In yesterday’s post, I shared how I engage in a new creative project. In the process of working the plan I ran into a glitch. Or, to be more optimistic, you could say I expanded my knowledge base on a grand scale. At first, I almost jumped through the loophole I articulated yesterday of admitting the plan was not workable. Instead, I powered through and made the first of I hope many recordings of my own percussion music.

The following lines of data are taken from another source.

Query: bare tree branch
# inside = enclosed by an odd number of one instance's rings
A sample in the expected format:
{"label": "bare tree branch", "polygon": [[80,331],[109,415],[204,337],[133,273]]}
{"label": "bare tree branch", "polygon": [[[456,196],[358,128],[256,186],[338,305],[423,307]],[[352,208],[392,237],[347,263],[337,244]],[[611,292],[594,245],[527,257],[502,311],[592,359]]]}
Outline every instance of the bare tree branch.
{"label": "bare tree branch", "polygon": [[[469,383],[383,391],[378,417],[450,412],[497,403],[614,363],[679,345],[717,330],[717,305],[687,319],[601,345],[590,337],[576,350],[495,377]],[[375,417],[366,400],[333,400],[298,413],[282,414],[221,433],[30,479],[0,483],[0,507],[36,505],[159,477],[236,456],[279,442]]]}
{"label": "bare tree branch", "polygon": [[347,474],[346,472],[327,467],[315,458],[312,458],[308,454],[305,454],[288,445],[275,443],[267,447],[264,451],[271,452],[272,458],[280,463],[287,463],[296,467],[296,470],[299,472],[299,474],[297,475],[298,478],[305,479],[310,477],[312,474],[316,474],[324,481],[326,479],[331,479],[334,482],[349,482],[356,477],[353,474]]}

To make a long story short, I had no problem mixing a very short audio clip. The problem came with sharing it. Oh, is that not the bane of the creative’s existence: showing the rest of the world your work? In order to share the audio, I ended up having to make, with great difficulty, a video. Even though I felt like I had enrolled in a crash course in film editing, I was pleased to learn some new applications, and refresh myself in some old ones.

What I learned is this:

  1. Pushing the boundaries in my creative process requires hard work and a headache. The idea came easy.   Mastering the tools and technology, well, not so much.
  2. It is not enough for me, at any rate, to create. I must also share it with an audience for it to be worth my while.
  3. Finally, I will never be happy with just one creative genre. I need to be trying new things on a regular basis. I may never be very good at music making, but I enjoyed the process. And that is just as important as the product.

Without further delay, here is my twenty-four second sound mixing experiment.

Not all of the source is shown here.